HIS HD6970 & HD6950 Review

HIS HD6970 & HD6950 Review

Test Setup

HIS HD6970 and HIS HD6950
ASUS Rampage III Extreme
Intel i7 950 @ 4GHz
6GB Mushkin Redline RAM
Corsair AX1200 PSU
Noctua NH-D14
Windows 7 Ultimate 64-bit

Because of the “newness” of the cards we’re running on the beta Catalyst drivers supplied with the cards. Apparently the 10.12 should be out by the time you read this but as we can’t test in the future and don’t like to delay our reviews on the off-chance there might be a frame or two improvement in drivers forthcoming, we’ve used what we had to hand.

For comparative purposes we’re putting the best of ATI up against the best of nVidia, the GTX580, the comparison AMD make, the GTX570 and against the last card AMD would have been aware of when designing the HD69 series, the nVidia GTX480. Have Team Red rested on their laurels or really pushed the silicon boat out?

Overclocking and Temperatures

Starting with the HD6950 we can see it’s already pretty much at its limits giving up a measly 50MHz overclock. This is a problem we saw in the initial releases of the 6870 and 6850. It’s almost like AMD has become allergic to overclockable graphics cards.

HIS HD6970 & HD6950 Review  

The HD6970 didn’t fare much better giving us 70MHz extra over its stock speeds. Slightly more worrying is the temperatures under load reaching a pretty toasty 88°C. The problem isn’t so much that the card is reaching that temperature. It’s more that the drivers, with automatic fan control, didn’t raise the speed of the fan above 38%.

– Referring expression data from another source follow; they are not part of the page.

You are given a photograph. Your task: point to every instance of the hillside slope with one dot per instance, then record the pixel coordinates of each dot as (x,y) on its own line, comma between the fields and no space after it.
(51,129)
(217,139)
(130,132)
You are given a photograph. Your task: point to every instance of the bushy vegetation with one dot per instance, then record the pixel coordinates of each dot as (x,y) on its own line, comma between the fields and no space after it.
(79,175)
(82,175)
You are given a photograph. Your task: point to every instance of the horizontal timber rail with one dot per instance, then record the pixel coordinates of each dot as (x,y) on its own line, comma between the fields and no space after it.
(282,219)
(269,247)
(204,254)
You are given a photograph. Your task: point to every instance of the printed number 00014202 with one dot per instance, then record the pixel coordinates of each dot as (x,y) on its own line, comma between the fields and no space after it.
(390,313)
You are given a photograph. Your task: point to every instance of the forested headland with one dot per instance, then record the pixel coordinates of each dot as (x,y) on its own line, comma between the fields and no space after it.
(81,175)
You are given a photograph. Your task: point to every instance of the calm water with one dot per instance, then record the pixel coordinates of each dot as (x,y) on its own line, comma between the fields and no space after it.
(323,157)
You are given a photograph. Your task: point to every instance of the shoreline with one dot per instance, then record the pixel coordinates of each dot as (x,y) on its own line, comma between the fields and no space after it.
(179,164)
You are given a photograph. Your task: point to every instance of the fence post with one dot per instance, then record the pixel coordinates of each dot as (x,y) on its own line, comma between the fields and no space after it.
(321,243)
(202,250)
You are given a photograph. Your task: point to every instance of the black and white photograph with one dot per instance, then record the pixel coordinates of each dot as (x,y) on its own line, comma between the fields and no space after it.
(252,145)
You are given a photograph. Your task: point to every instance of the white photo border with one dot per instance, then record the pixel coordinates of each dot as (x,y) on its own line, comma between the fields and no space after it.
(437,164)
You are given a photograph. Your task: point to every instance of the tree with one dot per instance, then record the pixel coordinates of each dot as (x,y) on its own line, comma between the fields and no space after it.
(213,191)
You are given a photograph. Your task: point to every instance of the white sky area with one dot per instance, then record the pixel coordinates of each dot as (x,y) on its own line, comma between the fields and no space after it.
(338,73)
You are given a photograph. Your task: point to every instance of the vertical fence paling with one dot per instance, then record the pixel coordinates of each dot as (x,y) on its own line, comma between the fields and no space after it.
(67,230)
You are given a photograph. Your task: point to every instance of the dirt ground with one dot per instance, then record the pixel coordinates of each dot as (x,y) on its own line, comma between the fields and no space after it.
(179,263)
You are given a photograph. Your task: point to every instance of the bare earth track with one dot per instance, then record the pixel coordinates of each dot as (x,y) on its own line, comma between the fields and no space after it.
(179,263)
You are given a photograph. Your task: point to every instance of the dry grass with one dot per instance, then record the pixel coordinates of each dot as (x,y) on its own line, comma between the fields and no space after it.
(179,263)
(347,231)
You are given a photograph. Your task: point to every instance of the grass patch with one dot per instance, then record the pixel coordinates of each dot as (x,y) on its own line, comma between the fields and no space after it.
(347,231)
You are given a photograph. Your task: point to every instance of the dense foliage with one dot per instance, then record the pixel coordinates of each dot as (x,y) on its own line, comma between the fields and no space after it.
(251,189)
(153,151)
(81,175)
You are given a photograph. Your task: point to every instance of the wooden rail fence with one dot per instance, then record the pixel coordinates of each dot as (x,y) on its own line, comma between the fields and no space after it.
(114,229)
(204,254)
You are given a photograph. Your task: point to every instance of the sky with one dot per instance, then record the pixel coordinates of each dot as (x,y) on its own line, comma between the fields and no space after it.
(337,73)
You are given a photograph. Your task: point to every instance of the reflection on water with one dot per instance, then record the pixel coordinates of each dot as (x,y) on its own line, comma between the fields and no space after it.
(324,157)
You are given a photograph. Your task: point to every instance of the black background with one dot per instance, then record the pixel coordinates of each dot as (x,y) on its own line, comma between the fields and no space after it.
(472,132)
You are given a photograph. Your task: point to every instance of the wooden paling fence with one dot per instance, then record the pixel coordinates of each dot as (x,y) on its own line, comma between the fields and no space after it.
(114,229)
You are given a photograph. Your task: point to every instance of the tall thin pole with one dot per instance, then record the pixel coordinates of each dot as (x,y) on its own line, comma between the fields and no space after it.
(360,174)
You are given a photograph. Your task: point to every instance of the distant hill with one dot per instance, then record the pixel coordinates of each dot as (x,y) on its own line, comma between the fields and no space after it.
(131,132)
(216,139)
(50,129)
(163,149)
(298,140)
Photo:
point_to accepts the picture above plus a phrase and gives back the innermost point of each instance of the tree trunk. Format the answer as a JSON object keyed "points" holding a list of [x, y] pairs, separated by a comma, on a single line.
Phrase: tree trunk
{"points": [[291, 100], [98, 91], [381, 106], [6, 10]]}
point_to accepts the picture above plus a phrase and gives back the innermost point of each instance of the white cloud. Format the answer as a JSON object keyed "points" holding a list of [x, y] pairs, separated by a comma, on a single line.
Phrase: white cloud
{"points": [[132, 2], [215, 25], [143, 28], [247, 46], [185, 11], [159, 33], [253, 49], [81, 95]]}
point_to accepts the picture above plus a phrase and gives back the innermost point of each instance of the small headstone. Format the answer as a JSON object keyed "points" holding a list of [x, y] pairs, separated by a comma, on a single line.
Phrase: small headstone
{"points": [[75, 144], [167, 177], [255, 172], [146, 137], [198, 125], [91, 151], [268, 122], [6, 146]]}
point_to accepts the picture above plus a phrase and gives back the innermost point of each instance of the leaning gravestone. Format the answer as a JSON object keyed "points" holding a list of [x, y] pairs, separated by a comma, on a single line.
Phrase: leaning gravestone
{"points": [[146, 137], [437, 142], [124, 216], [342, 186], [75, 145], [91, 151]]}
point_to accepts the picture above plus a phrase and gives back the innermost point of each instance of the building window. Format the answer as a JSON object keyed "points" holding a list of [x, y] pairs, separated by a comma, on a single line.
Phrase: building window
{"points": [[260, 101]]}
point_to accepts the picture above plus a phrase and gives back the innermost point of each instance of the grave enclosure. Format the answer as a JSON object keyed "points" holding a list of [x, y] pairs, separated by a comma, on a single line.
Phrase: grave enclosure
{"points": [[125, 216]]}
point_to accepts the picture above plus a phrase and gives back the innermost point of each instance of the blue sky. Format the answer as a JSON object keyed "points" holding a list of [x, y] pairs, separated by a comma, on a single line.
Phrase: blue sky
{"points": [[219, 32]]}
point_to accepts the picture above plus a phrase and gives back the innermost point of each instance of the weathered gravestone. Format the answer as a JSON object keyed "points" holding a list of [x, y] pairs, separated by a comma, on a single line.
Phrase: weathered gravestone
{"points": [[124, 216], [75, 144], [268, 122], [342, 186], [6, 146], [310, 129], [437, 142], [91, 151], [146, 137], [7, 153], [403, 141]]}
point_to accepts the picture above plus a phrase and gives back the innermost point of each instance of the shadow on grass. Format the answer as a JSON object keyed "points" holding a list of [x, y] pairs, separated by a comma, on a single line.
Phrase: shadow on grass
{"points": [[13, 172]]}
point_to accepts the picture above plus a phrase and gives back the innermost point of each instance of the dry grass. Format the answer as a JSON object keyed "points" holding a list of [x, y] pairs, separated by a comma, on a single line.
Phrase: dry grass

We don’t know about you but we’d much rather an automatic fan control try and keep the card cool rather than waiting until the GPU is in its death-throws before daring to raise the spin speed at all. In some ways we can see why AMD have done it though as even at this slow speed the card is louder than the nVidia efforts. It’s not loud as such, just loud-er.